しかしそれでも彼女の言う通り、この世界は謎が沢山あり解明もされていないのが多すぎる。少しずつ、絡まった糸を解くようにじっくり見つけていこう。
そう思った時、外で騒ぎが起きる。
「良かったここにいた、大変だヒコル!」
「図書館ではお静かに」
「あぁすみません、ヒコル来てくれ、騎士見習いたちが俺たちの広場を使っているぞ!!」
*
「何考えているの、お互いのテリトリーは犯さないのがルールでしょ!?」
「そっちが先に破ったんだろうが!!」
「はぁ何の話!?」
「まずい、昨日の俺たちのせいだ……」
「まだ根に持っていたとはな……」
首謀者はやはりヘルンだった。昨日の僅かな失敗に目を瞑ってくれない、どころか調子に乗って事を大きくしたいようだ。

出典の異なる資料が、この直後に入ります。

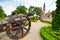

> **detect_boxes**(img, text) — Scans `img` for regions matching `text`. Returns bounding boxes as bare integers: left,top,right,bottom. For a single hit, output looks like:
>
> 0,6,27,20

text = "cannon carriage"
0,14,31,39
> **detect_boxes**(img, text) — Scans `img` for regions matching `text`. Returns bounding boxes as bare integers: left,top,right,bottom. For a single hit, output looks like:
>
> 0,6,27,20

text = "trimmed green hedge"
40,26,58,40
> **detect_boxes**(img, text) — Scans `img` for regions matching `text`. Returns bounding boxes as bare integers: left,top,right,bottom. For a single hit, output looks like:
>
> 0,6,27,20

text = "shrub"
40,26,58,40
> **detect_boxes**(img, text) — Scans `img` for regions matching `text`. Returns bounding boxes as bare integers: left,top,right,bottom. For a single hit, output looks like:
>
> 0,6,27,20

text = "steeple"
43,2,45,10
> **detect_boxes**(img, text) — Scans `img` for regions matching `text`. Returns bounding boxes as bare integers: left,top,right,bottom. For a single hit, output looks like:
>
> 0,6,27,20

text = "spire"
43,2,45,10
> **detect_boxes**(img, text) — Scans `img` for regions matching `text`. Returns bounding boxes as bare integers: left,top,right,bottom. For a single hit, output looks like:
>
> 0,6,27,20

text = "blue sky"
0,0,56,15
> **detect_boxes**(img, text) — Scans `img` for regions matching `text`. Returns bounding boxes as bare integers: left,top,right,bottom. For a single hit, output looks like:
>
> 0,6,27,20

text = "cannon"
0,14,31,39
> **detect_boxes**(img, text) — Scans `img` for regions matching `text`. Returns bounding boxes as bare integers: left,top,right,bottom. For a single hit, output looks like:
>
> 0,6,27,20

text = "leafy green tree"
0,6,7,18
52,0,60,30
33,7,42,16
28,6,34,16
11,6,27,15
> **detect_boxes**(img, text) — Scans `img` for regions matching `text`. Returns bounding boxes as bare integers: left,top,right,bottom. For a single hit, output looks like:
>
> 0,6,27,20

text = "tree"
33,7,42,16
28,6,42,16
52,0,60,30
11,6,27,15
28,6,34,16
0,6,7,18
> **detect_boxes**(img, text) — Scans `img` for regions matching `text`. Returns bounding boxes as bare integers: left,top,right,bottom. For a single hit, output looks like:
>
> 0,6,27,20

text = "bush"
40,26,59,40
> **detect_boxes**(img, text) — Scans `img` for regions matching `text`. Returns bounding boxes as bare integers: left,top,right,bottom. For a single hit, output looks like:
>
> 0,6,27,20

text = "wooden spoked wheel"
6,16,31,39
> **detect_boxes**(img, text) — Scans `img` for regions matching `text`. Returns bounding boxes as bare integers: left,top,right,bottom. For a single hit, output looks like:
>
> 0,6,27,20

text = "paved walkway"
0,21,47,40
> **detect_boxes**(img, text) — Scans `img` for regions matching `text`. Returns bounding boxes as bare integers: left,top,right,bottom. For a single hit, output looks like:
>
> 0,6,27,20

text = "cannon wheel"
6,16,31,39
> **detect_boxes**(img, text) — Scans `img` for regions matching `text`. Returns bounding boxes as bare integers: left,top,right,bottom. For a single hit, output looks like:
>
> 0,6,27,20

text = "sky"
0,0,56,15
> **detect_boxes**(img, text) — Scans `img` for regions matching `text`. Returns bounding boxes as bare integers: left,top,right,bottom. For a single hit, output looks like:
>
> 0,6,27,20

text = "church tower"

「先にルールを破った側が謝るのが筋ってもんじゃねぇのかよこのトンチキ共が!」
「何よこのゴリラ!」「筋肉ダルマ!!」「シンプルにバカ!!」
(騎士側の悪口もあれだが、魔導士側もどっこいどっこいだよなぁ。しょうがない、事の原因である俺が何とかするしかないか……)
図書館から風魔法で素早く移動してきたヒコルたち、ラニエルを連れてそのまま揉め事が起こっている中心へ移動する。
「みんな落ち着いてくれ! 魔導士見習いの皆ごめん、俺が物体浮遊術でカバンを浮かすのに誤って騎士見習い側のところへ飛ばしてしまったんだ」
「まじなのかよ……」「あのヒコルが……?」「信じられない……」
ヒコルは魔導士見習いの中でも人気が高く、本人の意思とは無関係にリーダー扱いされている。そんな皆の憧れであるヒコルのミスに幻滅する者も一定数、いないわけがなかった。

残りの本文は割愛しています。